The Indian Institute of Advanced Study, Shimla is organising a webinar under its
Distinguished Lecture Series on 28th May 2021(Friday) at 3:00 PM on “C.G. Jung’s Psychology and
The Upanishadic wisdom: From ‘Individuation’ towards ‘Ātmanization’” by Ms. Noa Schwartz
Feuerstein, a graduate of the ‘Israeli Institute of Jungian Psychology’ (2007), MA studies in Clinical
Psychology in ‘Bar-Ilan University’ (1995), and Ph.D studies in ‘Comparative Religions and Indian
studies department’ in the ‘Hebrew University’ Jerusalem. She is writing a book titled “On Horror
and Beyond: C.G. Jung’s Relation to India and Upanishadic Wisdom” in which she reveals the
disrupted dialog Jung had with the East, by re-reading the Upanishadic literature in light of Jung’s
reservations.
She is studying Yoga Sutra with Ritambhara’s Sangha for the last three years.
She will briefly explore the history of Jung’s relatedness to India.
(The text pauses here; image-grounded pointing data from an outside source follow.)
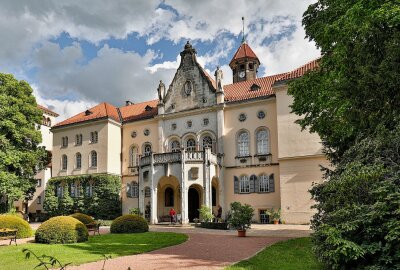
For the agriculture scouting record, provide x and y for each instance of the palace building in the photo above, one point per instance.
(201, 142)
(34, 207)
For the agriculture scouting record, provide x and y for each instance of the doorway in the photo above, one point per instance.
(193, 203)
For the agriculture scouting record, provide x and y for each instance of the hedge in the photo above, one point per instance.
(215, 225)
(61, 230)
(129, 224)
(15, 222)
(105, 202)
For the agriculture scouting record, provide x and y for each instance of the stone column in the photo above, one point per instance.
(153, 211)
(207, 180)
(184, 191)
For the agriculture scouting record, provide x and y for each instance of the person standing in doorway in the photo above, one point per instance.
(172, 214)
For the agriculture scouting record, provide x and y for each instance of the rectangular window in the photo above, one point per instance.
(264, 183)
(244, 184)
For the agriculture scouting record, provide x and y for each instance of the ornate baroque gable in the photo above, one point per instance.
(191, 87)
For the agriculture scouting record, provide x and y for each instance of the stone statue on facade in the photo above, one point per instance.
(161, 92)
(219, 76)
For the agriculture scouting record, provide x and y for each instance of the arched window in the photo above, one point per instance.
(262, 137)
(244, 184)
(207, 142)
(264, 183)
(243, 144)
(191, 145)
(78, 161)
(169, 196)
(93, 159)
(64, 162)
(147, 149)
(175, 146)
(94, 137)
(132, 190)
(133, 156)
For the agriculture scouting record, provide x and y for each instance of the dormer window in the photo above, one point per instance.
(188, 88)
(255, 87)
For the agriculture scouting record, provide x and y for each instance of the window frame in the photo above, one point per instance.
(244, 184)
(243, 146)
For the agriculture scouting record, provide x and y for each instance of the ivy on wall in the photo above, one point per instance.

Starting with his early wide acquaintance with India’s ancient literature, continuing with India’s presence in his ‘Red Book’,
then, tracking his fluctuations towards the Indian culture.
She intend to give voice to a Upanishadic
answer to Jung’s reservations and fears. For this aim she has chosen a paradigmatic text taken from
the ‘Bṛhadāraņyaka Upanishad’, the dialog between the Rishi Yājñavalkya and his wife Maitreī, on
the threshold of him leaving her, intending to become a ‘sannyasa’. The Indian’s ashrama system
will be compared to Jung’s ‘stages of life’, out of which she will add to Jung’s theory of Individuation a new stage, ‘ātmanization’. The lecture will be summed up with Jung’s near-death dream, symbolizing ātmanization.
Carl Gustav Jung; 26 July 1875 – 6 June 1961, was a Swiss psychiatrist and psychoanalyst who
founded analytical psychology. Jung’s work has been influential in the fields of psychiatry,
anthropology, archaeology, literature, philosophy, psychology and religious studies. Jung worked as research scientist at the famous Burghölzli hospital, under Eugen Bleuler. During this time, he
came to the attention of Sigmund Freud, the founder of psychoanalysis. The two men conducted a lengthy correspondence and collaborated, for a while, on a joint vision of human psychology.